The bolt holes are the only route for water ingress, so a single bead of sealant run along the line of the holes, and encircling them, is all that’s required.
The knack is to figure out how thick that bead needs to be to fill the gap between the fitting and the deck.
To make tidying up easier, where possible, mask both the deck and the fitting. This enables sealant that squeezes out of the joint to be easily cut away once it has cured.
The easiest way of doing this is to dry-fit the components first so that the deck can be masked around them accurately.
Redundant bolt holes
You’re far more likely to encounter these as a result of changing or upgrading a fitting than as a result of drilling a hole in the wrong place.
Fortunately, it’s very easy to achieve a waterproof and structurally sound repair, though harder to get a perfect gelcoat colour match for those with very shiny boats.
First, any remnants of sealant need to be cleaned out of the hole. This is a vital part of the preparation – any sealant left behind will prevent the epoxy from adhering to that area.
By far the quickest and most reliable way of achieving this is using a slightly larger drill bit to enlarge the hole.
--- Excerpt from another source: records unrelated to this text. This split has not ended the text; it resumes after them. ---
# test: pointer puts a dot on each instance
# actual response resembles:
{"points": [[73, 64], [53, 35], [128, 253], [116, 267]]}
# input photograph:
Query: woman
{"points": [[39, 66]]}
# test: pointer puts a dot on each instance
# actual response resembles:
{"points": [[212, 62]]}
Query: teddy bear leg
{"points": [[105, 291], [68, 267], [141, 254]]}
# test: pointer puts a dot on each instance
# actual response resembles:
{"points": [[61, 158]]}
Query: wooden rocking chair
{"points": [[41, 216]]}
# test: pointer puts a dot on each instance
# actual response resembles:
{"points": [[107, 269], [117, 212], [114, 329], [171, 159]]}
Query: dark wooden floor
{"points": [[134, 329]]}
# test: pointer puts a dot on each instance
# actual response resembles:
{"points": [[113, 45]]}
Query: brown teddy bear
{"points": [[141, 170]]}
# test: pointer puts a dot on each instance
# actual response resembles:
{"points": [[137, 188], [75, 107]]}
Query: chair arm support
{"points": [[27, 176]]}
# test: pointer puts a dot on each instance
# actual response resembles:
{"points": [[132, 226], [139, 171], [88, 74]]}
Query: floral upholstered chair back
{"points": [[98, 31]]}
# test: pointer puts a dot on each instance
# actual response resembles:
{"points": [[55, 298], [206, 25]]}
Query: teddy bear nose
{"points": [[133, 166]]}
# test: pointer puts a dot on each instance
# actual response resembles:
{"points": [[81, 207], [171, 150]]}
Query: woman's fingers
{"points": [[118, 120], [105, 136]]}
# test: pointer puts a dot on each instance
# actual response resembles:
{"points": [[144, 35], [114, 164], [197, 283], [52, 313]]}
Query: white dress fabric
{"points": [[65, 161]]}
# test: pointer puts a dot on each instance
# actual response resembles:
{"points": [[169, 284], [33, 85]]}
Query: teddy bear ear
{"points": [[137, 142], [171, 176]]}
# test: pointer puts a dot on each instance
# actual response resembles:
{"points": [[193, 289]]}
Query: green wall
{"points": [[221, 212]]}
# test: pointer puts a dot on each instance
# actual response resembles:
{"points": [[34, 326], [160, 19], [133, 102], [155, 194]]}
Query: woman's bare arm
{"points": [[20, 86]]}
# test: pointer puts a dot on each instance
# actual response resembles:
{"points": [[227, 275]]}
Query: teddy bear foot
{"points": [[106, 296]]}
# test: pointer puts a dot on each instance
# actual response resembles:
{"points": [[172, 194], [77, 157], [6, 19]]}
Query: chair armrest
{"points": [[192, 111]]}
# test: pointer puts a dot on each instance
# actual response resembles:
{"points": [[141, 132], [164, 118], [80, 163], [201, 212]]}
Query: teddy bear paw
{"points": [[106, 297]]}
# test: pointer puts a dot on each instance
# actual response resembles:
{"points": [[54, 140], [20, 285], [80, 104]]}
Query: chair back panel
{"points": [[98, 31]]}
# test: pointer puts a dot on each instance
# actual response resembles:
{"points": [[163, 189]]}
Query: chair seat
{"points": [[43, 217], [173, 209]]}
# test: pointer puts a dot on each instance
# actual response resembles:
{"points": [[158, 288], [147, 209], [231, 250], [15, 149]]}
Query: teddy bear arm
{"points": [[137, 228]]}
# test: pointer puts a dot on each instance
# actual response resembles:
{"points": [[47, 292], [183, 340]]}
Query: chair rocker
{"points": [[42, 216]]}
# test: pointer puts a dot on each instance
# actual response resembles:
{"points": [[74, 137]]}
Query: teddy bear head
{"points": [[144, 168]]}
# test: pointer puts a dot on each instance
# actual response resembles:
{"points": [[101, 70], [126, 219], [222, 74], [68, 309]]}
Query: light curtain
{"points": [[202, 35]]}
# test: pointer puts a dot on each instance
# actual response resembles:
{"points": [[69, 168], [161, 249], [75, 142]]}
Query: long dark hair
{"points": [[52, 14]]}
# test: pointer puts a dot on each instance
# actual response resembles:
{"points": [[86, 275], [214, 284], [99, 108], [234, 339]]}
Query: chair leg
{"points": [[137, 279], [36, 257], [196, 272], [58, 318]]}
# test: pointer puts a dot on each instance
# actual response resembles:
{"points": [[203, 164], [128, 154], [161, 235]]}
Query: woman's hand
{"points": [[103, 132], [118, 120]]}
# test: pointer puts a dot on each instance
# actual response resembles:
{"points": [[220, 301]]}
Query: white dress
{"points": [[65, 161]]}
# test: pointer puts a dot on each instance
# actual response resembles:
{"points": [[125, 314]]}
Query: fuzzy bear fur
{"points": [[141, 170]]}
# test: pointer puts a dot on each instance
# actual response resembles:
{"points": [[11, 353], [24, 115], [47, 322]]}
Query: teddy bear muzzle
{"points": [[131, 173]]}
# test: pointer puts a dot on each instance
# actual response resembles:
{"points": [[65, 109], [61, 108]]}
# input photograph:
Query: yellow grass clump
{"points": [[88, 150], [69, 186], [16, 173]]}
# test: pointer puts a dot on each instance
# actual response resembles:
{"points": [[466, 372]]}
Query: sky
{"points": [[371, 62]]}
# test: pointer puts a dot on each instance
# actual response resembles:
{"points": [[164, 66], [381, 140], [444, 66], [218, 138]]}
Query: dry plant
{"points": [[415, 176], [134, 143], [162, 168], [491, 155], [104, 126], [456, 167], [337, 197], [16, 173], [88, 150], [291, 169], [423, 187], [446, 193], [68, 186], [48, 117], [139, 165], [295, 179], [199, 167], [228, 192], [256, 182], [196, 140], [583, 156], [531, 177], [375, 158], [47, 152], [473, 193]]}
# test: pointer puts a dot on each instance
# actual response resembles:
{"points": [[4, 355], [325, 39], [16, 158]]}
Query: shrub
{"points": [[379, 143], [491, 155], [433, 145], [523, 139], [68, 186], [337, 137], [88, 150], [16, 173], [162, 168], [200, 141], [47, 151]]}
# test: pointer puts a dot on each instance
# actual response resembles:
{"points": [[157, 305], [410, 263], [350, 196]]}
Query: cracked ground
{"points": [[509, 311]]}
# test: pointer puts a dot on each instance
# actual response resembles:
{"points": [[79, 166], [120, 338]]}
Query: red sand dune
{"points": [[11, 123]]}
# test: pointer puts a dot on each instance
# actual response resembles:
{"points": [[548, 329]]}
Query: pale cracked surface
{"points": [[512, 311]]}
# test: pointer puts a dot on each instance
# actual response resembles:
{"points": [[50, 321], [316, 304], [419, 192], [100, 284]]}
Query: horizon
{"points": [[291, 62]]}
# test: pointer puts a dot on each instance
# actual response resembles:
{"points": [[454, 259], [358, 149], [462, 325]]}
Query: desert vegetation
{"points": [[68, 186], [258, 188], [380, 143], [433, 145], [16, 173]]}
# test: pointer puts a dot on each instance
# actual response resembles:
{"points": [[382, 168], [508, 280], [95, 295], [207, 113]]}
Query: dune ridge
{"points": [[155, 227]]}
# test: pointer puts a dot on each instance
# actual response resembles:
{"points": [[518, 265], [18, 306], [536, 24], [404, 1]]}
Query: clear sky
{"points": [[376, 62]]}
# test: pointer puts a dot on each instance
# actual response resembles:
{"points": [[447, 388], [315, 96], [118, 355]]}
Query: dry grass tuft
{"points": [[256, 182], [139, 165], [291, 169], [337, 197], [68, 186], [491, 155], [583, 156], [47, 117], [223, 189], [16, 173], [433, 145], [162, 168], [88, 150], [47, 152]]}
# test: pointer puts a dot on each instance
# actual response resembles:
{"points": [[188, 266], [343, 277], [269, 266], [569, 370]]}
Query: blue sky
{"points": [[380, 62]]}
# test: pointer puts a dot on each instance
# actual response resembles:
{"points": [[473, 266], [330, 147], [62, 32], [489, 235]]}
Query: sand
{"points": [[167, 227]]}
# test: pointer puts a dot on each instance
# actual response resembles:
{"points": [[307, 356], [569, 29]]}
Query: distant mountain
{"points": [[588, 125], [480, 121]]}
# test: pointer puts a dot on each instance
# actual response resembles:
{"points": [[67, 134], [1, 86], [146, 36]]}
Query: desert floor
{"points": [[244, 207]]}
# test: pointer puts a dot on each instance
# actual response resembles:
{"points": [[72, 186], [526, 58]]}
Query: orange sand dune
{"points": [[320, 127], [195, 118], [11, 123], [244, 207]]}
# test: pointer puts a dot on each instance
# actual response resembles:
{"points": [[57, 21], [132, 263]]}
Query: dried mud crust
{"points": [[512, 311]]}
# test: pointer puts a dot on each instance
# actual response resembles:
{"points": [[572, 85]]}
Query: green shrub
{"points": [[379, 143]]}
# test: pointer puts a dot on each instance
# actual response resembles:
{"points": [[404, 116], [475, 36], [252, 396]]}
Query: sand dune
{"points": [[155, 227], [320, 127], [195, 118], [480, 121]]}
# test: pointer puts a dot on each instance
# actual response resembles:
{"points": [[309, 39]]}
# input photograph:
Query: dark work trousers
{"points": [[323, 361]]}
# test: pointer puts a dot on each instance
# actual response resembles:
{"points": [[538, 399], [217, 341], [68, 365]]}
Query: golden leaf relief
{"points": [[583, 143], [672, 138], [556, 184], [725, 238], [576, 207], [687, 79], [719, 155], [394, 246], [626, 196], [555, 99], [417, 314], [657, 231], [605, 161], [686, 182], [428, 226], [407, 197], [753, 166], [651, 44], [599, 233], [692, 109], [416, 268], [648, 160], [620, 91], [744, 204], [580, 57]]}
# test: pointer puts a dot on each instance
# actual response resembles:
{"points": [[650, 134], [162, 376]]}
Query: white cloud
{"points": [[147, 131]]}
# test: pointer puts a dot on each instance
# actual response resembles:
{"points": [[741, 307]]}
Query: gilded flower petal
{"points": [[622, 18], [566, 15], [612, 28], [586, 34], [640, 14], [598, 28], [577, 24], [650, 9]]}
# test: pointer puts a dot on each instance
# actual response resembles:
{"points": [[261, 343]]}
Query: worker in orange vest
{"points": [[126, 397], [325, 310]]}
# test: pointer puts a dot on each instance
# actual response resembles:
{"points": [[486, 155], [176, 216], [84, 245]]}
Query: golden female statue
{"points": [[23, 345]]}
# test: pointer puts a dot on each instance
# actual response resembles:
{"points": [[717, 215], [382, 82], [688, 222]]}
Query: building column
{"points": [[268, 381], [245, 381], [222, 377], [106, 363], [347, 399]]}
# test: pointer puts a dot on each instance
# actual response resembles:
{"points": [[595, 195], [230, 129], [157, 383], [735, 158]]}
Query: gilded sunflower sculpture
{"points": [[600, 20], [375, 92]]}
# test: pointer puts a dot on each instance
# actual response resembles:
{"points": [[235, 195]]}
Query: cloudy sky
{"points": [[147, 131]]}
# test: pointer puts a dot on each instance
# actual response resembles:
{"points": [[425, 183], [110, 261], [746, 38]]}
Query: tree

Next, mix up a little epoxy resin and brush it around the newly exposed perimeter of the hole – this will help the plug to adhere to the boat.

Fill the holes with a mix of epoxy and silica dripped from the end of a mixing stick. Credit: Rupert Holmes
Once that coat has become tacky (around an hour, depending on the temperature), mask the holes from underneath to prevent epoxy dripping into the boat.
Finally, mix up some epoxy and colloidal silica to a consistency at which it will just drip off the end of a mixing stick. You can then run the thickened mix into each bolt hole.
To achieve a perfectly flat surface, a second application is likely to be needed – it’s worth mixing this with a roughly 50/50 mix of silica and either microballoons (which are a distinctive red colour) or micro glass bubbles (off white), which makes it much easier to sand to a smooth finish.
If you have an unexpected need to fill bolt holes and can’t easily source the materials above, a sound and waterproof repair can be made using Araldite.
If you have to colour match the gelcoat, start by sanding the relevant area with 2000-grit abrasive paper, then polish to a clean, bright and fresh colour.
If the gelcoat is badly faded, you may need to start with 800-grit paper, working up through the grades to 2000.
This will then give you the original colour of the moulding.
Even professional boatbuilders are likely to spend an hour’s labour on getting the colour match right, so if you ever have professional repairs done on the hull or deck, it’s worth asking them to mix up a little extra that you can keep for small repairs.
Shelf life is generally two to three years, possibly a little longer at low temperatures.